The antenatal use of ambroxol (bromhexine metabolite VIII) to prevent hyaline membrane disease: a controlled double-blind study

Abstract

A prospective double-blind clinical trial was carried out to determine whether ambroxol (bromhexine metabolite VIII) treatment (1000 mg/day for a period of 5 days) reduces the risk of hyaline membrane disease (HMD) in potentially premature infants.

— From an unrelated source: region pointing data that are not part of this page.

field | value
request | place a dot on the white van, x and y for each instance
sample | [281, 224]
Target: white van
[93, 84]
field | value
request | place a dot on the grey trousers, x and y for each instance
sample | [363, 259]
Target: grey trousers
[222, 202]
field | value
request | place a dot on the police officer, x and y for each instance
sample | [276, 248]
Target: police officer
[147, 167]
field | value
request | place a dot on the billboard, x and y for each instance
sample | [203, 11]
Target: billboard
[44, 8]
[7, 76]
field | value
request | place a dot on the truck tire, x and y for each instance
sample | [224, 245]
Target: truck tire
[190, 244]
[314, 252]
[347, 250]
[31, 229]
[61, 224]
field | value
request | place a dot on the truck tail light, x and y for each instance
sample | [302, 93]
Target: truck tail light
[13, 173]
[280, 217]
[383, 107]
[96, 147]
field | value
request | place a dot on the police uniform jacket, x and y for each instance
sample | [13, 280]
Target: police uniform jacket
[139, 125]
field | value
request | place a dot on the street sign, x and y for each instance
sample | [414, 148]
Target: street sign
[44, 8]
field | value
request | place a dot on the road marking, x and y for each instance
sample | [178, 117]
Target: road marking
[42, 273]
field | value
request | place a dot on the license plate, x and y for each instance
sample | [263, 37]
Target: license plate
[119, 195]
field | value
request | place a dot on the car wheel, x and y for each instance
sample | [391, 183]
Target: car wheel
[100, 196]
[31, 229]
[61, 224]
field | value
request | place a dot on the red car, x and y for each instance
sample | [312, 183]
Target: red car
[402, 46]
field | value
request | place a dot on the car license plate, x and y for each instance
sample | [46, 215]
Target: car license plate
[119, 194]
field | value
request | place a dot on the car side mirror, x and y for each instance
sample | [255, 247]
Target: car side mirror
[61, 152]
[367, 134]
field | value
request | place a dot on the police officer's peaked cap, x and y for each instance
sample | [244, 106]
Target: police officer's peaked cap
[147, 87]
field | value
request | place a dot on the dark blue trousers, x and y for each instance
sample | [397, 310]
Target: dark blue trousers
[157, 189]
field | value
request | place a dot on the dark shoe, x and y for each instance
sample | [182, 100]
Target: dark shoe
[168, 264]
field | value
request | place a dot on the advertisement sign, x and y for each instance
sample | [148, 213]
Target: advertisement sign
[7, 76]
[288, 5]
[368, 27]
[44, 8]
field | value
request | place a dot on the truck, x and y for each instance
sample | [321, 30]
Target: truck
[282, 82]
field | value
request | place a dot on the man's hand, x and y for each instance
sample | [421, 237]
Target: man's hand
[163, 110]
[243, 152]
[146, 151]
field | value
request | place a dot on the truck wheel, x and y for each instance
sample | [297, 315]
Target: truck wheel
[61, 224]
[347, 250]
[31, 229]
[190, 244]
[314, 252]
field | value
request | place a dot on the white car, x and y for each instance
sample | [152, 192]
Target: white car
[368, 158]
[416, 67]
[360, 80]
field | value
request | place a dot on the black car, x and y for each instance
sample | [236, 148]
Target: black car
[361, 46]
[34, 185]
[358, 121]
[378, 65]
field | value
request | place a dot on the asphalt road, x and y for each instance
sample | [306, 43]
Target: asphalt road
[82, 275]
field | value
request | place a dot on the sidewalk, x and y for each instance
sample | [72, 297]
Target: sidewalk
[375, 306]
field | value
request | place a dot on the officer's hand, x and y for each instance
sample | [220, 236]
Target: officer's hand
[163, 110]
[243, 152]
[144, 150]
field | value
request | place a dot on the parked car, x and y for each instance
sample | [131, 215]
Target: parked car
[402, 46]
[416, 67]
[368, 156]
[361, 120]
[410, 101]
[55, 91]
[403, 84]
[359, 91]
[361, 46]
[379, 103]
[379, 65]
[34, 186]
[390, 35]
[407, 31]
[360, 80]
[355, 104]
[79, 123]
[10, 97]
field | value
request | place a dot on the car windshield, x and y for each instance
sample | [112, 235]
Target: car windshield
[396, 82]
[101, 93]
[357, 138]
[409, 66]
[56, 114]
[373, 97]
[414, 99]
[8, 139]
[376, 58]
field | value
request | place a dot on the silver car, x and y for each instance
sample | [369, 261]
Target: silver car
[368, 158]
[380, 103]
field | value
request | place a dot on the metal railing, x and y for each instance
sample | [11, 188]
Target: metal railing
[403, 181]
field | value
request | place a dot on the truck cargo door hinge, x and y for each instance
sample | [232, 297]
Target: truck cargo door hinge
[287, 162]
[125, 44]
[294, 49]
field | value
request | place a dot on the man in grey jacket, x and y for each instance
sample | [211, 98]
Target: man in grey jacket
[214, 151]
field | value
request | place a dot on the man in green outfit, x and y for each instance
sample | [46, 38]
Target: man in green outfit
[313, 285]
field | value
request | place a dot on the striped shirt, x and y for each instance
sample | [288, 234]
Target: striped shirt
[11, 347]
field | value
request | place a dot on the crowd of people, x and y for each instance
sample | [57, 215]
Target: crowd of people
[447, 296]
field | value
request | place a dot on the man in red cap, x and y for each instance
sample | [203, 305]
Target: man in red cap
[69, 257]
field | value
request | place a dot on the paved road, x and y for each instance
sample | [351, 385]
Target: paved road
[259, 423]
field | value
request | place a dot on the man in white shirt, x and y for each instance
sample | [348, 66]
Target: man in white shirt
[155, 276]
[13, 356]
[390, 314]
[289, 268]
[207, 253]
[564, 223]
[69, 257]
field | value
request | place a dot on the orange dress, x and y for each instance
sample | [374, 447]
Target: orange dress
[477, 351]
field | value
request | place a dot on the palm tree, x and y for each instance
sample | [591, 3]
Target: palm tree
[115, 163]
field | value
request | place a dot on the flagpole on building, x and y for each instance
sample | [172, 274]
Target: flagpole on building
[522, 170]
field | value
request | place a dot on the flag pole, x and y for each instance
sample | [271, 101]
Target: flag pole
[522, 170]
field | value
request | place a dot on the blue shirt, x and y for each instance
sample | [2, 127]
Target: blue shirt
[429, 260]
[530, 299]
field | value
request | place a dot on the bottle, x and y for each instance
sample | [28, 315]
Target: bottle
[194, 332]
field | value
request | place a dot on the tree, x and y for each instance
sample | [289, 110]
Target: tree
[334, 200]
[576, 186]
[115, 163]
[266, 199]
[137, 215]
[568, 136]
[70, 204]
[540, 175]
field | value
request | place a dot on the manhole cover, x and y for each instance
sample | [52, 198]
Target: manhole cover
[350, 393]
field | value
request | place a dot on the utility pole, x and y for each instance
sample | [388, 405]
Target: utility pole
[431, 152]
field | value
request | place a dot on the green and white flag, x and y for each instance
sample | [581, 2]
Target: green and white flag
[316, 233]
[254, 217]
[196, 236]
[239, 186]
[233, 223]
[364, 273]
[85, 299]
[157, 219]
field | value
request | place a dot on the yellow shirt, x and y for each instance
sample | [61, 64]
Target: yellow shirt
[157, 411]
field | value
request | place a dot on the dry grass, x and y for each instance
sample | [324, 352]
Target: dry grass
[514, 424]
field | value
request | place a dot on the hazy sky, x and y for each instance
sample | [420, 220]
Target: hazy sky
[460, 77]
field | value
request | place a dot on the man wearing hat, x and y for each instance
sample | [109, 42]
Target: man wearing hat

Amniocentesis was performed before the first and 24 h after the last application of ambroxol or placebo to assess the development of the total phospholipid phosphorus content, the L/S ratio, the P/S ratio, and the properties of the surface tension of the amniotic fluid after ambroxol or placebo. There were 246 infants born to 224 mothers. Of the 116 infants with less than or equal to 36 completed weeks' gestation, 56 were in the ambroxol and 60 in the placebo group. No differences between groups occurred in risk factors for HMD (diabetes, asphyxia, male sex, cesarean section). Statistically significant differences in favor of the infants in the ambroxol group were found in the HMD incidence: 23.2% in the ambroxol group compared with 41.7% in the placebo group (p less than 0.05). There was no reduction of the HMD incidence in the less than or equal to 32-week gestational age category in the ambroxol group compared with the placebo group inspite of the fact that all the examined parameters for determining lung maturity reflected a stimulatory effect of ambroxol compared with the results of the placebo group, particularly before the 33rd week of gestation. Prolonged rupture of the membranes played no protective role against HMD.